The church of the New Testament prophesied
From Romans 9:25,26 and 1 Peter 2:10 we may notice how Hosea 1:10 has been fulfilled in Christ and His New Testament people.
Peter's first epistle is replete with direct quotes and allusions to the Old Testament, weaving a rich tapestry of revealed truth by showing how the prophets of old spoke of the last days which the Christ, by his incarnation, has inaugurated.
In fact, all others writers of the New Testament may be said to be giving their commentary on the Old Testament and explaining how it is fulfilled in Christ. "Not a people but now the people of God." The Greek word laos is used in the Septuagint primarily for Israel. There is in Peter a continuity of application to the New Testament ecclesia prophetical texts at face value dealing with Israel. Peter draws on Hosea 1:6,9,10.

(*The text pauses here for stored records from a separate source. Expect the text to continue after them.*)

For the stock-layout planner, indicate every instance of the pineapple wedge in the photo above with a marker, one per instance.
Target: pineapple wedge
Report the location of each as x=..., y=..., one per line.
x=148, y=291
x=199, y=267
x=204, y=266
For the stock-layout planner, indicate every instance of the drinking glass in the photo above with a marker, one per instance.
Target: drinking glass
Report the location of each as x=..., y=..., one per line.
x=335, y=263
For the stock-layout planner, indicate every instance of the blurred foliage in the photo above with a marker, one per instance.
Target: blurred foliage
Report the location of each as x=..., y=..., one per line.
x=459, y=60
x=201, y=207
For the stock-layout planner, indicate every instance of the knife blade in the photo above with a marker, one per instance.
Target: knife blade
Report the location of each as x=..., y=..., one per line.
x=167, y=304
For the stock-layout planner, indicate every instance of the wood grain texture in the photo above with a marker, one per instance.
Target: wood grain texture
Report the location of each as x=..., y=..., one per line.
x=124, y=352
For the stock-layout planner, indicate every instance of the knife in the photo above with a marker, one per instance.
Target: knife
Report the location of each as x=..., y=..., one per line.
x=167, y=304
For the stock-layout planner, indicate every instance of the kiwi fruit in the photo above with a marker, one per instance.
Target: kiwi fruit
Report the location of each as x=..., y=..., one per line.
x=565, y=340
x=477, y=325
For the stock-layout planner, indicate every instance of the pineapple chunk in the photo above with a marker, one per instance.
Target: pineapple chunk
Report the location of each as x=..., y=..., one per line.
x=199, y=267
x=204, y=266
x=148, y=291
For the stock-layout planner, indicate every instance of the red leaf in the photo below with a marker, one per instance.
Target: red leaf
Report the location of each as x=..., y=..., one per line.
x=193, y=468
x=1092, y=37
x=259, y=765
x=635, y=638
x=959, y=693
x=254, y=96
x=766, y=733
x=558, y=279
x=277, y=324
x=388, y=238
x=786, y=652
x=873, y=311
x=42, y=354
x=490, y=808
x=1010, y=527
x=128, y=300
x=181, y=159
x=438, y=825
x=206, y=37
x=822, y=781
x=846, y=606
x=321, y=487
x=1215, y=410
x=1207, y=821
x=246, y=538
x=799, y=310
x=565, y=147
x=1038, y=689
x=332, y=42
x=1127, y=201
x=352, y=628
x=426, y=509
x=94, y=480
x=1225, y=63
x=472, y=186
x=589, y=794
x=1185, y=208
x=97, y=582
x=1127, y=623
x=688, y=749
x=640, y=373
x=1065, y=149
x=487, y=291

In its original context this is a prophecy about God's embracing Israel after He had rejected her: a restoration after judgement. Peter interprets the Hosea passages to include the reception of Gentiles into the people of God, as James also quotes Amos during the Jerusalem council to prove that God was indeed welcoming Gentiles unto salvation, referring to the "tabernacle of David" to being rebuilt through Gentiles receiving the gospel.
All this shows that in the mind of the apostles God's mercy extends to undeserving Jew and Gentiles alike, and there is essential continuity between Old Testament Israel and the New Testament church, to such an extent that Paul calls all New Testament believers, "the Israel of God" (Galatians 6:16).
At first glance in reading Hosea it might be concluded that God's interest is with national Israel only. But not so. As spokesmen for the Lord Jesus, the apostles give it a wider interpretation. Paul does this after affirming that God's election extends also to Gentiles: "even us whom He called, not of the Jews only, but also of the Gentiles" (Romans 9:24). And as proof positive he quotes Hosea immediately afterward.
So we must be careful to maintain that what the prophets spoke of is being fulfilled in the church today. This we must do in opposition to the Dispensationalist error of picturing the church as an "intercalary" dispensation, before the inauguration of the Millennial kingdom.